1

I was trying to understand how nodejs can achieve higher concurrency compared to thread-based approaches such as Servlet servers.

I already know that in nodejs "everything runs in parallel except your code", and also there is a backend thread pool in libuv to handle File IO or database calls which are usually the bottlenecks.

So here is my question: if nodejs uses thread pool to handle database calls, how it can service higher concurrent request than Servlet servers such as Tomcat given that Tomcat can also use NIO backed by epoll/kqueue to achieve high concurrency ?

For example, if there's a 100k concurrent request coming in and each requires database operations, if these 100k request are to be serviced concurrently, with nodejs we still end up creating 100k threads which might cause memory exhaustion as Tomcat does. Yes, the 100k threads is just an imagination because (I know) that nodejs has a fixed thread pool and different operations are queued in the event loop, but with Tomcat it handles things in the same way--we also can configure the thread pool size in Tomcat and it also queues request.

Or, am I wrong to say that "nodejs uses backend thread pool in libuv to handle File IO or database calls"? Does nodejs use epoll/kqueue to handle database io without a separate thread?

I was reading this similar question but still didn't get the answer.

davenkin
  • 131
  • 2
  • 8

1 Answers1

2

if nodejs uses thread pool to handle database calls

That's a wrong assumption. nodejs will typically use networking to talk to a local database running in a different process or on a different host. Networking in node.js does not use threads of any kind - it uses event driven I/O. What the database does for threads is up to the database and independent of node.js since it would be the same no matter which server environment you were using.

node.js does use a thread pool for local disk access, but high scale applications are usually using a database for the crux of their disk access which run in a separate process and have their own I/O optimizations to handle lots of requests. How a given database does it is up to that implementation, but it will not be using a nodejs thread per request.

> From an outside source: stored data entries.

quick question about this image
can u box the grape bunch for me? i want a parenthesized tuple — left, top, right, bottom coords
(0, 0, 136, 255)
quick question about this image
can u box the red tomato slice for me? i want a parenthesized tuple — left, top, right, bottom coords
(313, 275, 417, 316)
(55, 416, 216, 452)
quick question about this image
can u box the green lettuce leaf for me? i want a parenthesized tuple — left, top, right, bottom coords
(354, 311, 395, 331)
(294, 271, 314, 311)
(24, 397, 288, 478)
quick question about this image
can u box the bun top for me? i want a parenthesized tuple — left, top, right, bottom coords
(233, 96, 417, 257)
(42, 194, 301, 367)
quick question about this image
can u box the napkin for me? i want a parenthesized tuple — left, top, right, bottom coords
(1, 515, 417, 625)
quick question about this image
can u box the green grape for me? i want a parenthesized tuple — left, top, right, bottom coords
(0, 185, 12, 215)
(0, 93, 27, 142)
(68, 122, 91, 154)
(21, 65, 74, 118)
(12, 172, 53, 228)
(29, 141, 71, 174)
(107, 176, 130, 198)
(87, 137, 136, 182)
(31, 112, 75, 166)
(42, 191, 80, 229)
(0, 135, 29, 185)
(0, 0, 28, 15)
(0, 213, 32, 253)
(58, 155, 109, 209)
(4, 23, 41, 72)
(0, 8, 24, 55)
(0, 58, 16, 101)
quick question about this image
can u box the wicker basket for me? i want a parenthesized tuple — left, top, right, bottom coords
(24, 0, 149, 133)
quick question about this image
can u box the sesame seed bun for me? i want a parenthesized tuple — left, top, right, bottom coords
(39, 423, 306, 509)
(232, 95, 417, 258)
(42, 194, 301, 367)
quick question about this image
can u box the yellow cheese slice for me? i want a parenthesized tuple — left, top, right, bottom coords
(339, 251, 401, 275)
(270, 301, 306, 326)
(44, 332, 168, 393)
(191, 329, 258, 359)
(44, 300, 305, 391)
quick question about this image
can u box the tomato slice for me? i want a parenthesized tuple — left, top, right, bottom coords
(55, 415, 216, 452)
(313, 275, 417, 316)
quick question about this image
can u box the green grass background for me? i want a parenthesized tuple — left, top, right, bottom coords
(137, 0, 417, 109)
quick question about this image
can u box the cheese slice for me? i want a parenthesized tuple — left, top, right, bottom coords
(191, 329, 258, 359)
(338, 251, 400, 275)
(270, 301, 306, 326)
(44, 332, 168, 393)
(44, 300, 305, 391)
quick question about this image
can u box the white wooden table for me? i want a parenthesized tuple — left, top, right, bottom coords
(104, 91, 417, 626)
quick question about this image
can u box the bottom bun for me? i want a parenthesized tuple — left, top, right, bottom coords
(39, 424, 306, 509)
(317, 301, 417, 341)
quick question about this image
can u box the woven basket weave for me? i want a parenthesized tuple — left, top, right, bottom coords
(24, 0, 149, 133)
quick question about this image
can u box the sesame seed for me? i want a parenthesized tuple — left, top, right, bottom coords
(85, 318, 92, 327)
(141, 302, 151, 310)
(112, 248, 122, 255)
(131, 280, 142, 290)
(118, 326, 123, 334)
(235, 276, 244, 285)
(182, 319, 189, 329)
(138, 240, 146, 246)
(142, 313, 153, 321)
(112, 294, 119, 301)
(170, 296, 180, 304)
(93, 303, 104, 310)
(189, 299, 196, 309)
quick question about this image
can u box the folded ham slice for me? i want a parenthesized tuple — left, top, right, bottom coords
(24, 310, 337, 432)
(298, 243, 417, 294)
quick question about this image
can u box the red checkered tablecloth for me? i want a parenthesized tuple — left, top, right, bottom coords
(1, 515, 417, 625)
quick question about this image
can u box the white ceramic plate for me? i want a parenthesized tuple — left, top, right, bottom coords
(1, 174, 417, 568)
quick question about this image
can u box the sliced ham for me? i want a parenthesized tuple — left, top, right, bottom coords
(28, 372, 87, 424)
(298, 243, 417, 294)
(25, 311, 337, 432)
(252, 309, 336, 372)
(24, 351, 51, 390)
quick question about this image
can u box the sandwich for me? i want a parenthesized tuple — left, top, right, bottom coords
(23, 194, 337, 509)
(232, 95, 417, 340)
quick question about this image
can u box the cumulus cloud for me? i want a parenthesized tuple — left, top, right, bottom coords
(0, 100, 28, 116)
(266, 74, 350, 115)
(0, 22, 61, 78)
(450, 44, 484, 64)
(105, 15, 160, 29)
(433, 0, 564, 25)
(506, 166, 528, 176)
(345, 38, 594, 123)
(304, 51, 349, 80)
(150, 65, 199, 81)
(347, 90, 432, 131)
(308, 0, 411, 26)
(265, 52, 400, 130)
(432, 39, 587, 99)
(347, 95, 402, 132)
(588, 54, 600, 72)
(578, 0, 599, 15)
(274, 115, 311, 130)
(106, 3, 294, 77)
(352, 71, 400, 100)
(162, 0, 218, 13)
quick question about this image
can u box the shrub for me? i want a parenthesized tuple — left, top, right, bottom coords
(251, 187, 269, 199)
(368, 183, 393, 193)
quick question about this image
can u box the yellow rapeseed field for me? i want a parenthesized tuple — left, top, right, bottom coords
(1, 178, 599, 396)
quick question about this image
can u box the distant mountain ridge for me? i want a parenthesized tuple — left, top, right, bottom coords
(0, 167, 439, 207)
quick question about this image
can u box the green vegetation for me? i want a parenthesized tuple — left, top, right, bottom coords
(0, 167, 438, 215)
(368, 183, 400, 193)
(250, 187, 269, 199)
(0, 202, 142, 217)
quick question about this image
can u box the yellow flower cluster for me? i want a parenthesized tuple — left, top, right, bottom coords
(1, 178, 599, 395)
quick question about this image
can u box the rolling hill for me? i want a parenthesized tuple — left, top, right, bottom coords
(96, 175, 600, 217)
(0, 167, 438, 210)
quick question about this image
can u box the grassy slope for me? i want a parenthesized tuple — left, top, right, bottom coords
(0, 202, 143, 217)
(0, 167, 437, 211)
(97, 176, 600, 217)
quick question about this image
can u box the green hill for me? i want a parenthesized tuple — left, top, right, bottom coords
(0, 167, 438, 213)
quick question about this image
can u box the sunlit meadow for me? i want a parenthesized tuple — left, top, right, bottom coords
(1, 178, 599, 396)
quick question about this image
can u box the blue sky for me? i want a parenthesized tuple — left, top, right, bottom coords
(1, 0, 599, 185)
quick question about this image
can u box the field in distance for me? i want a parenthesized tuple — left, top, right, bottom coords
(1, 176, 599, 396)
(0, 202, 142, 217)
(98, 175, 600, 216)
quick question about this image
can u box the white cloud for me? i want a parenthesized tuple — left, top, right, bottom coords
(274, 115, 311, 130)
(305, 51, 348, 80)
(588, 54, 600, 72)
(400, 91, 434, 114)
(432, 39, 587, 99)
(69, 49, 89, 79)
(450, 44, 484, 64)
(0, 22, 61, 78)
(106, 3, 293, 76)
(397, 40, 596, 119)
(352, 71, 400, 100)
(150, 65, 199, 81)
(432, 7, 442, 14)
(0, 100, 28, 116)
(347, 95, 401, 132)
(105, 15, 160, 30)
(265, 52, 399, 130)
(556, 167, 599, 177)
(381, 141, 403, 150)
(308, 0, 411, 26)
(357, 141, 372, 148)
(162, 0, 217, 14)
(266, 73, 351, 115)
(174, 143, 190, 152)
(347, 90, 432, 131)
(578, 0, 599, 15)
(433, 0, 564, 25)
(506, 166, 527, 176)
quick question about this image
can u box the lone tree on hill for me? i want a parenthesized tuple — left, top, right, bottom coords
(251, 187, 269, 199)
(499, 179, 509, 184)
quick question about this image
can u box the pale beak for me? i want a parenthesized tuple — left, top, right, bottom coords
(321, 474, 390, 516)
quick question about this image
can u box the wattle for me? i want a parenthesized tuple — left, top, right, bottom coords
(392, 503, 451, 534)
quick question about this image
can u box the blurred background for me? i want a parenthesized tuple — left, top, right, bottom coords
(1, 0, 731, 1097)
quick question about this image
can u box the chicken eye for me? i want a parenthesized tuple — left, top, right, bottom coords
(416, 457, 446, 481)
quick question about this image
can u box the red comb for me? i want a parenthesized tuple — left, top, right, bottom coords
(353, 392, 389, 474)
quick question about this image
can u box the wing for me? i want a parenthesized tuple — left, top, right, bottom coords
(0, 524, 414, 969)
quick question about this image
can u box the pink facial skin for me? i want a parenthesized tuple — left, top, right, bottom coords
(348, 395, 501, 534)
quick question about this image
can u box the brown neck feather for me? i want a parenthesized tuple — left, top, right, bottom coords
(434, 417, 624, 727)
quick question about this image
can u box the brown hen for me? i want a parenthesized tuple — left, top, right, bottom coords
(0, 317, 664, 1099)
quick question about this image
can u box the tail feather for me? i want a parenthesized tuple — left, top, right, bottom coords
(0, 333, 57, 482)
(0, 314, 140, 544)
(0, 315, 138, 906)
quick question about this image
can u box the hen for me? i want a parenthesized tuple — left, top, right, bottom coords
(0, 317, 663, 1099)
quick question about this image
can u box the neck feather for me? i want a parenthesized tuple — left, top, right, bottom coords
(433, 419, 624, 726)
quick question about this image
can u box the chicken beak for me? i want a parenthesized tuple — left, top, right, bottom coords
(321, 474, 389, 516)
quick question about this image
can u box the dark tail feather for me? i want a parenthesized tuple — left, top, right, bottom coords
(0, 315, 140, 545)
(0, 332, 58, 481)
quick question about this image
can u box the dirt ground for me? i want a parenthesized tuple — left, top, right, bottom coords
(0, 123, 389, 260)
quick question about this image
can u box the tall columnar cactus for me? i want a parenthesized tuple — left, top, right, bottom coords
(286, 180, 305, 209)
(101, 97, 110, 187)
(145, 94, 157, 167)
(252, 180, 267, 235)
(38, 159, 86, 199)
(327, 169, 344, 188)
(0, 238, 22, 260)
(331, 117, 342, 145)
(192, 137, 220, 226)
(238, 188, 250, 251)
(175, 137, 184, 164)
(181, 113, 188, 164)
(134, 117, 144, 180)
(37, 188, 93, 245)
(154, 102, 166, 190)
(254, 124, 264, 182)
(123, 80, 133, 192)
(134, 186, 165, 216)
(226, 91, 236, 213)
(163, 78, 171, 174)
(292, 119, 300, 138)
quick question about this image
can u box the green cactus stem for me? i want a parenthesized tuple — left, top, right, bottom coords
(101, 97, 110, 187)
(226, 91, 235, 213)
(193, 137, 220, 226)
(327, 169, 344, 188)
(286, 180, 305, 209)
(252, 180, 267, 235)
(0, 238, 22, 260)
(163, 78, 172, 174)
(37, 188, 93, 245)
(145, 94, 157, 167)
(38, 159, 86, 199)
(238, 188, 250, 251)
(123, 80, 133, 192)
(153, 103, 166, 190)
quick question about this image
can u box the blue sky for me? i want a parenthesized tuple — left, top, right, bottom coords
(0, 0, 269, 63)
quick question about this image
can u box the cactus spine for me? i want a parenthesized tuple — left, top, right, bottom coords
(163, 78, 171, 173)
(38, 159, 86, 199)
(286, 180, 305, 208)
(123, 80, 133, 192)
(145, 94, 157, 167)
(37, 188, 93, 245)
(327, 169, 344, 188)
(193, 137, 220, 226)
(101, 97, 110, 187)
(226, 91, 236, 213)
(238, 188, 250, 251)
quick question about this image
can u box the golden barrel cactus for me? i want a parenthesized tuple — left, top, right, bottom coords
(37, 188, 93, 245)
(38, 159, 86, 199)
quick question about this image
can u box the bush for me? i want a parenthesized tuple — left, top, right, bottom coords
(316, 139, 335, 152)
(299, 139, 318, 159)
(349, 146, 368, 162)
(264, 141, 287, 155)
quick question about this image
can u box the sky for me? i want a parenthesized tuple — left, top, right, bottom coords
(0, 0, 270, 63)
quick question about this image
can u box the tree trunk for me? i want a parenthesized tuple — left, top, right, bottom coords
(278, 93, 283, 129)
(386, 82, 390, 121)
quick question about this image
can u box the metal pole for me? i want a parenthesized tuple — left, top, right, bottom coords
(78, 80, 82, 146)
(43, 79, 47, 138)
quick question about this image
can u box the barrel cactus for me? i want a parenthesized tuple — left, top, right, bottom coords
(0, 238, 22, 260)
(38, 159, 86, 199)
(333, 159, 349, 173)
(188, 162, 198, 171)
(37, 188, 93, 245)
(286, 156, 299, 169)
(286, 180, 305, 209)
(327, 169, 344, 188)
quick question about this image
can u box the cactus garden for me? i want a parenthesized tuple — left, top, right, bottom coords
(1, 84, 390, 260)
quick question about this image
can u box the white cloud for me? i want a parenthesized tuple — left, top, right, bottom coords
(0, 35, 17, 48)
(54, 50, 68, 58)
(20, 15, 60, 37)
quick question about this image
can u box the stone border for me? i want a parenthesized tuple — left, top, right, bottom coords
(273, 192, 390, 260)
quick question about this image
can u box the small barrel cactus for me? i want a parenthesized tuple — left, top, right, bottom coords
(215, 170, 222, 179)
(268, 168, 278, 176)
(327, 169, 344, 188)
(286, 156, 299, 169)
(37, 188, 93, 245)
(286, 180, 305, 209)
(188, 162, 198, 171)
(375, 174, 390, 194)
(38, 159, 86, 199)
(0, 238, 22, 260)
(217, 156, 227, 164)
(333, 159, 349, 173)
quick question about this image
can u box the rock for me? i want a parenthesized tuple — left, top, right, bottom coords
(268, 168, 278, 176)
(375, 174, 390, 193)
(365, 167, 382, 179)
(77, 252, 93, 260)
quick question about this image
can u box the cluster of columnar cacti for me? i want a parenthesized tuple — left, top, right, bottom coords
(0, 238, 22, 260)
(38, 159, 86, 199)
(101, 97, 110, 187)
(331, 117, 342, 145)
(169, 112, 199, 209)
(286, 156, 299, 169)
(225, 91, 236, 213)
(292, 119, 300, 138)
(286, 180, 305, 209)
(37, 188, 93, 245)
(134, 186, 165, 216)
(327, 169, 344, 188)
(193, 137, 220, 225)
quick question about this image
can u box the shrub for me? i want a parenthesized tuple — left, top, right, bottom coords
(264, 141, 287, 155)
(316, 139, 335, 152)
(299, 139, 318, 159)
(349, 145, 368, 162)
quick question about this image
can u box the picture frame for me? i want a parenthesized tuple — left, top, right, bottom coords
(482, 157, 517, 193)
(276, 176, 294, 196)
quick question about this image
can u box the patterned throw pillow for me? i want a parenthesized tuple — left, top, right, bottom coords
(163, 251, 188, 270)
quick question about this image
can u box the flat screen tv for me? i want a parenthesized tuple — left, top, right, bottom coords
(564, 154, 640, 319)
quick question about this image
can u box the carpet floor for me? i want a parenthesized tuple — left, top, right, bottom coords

I was trying to understand how nodejs can achieve higher concurrency compared to thread-based approaches such as Servlet servers.

The general concept is that a properly written server app in node.js uses async I/O for all I/O (except perhaps startup code that only runs during server startup). This means that it can have a lot of requests in-flight at the same time with only a single Javascript thread while most of them are waiting on some type of I/O. If you're going to have a lot of requests in-flight at the same time, it can be a lot more efficient for the system to do it the node.js way of a single thread where all the requests are cooperatively switched vs. using OS threads where every thread has OS overhead associated with it and every pre-emptive thread switch has OS and CPU overhead associated with it.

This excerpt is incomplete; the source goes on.